On Wed, Feb 02, 2005 at 08:56:22AM -0500, Tom Georgoulias wrote:
HOST=$FOUND_SYS MAIL broken at nandomedia.com SERVICE=procs COLOR=red DURATION>5 REPEAT=5
After I add this rule, I restart hobbit. I read on the list that restarting isn't necessary, but it has been my experience that changes made to hobbit-alerts.cfg do not always get put into effect unless hobbit is restarted.
It shouldn't be needed, but it doesn't harm.
2005-02-02 08:11:12 criteriamatch foundry01.nandomedia.com:procs (NULL):(NULL):procs 2005-02-02 08:11:12 failed minduration 0<300
OK
2005-02-02 08:16:12 Got page message from foundry01.nandomedia.com:procs 2005-02-02 08:16:12 0 alerts to go
And this looks suspicious.
What's supposed to happen is that after the alert is first reported to the hobbitd_alert module, this module is supposed to keep track of when the next alert is due (the REPEAT interval comes into play here), and if no alerts are due then you get the "0 alerts to go" message.
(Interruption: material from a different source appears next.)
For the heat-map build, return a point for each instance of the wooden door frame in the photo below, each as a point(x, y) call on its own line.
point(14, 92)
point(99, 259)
So something messes up the timekeeping, and we never get around to testing if the DURATION triggers after the first attempt.
[after looking over the code for 10 minutes]
I think I've got it, but there's been quite a few changes to various bits so I dont want to send one-line fixes now. I'll come up with a proper full package, which will also include fixes for many of the other bugs that have been reported for beta6.
Henrik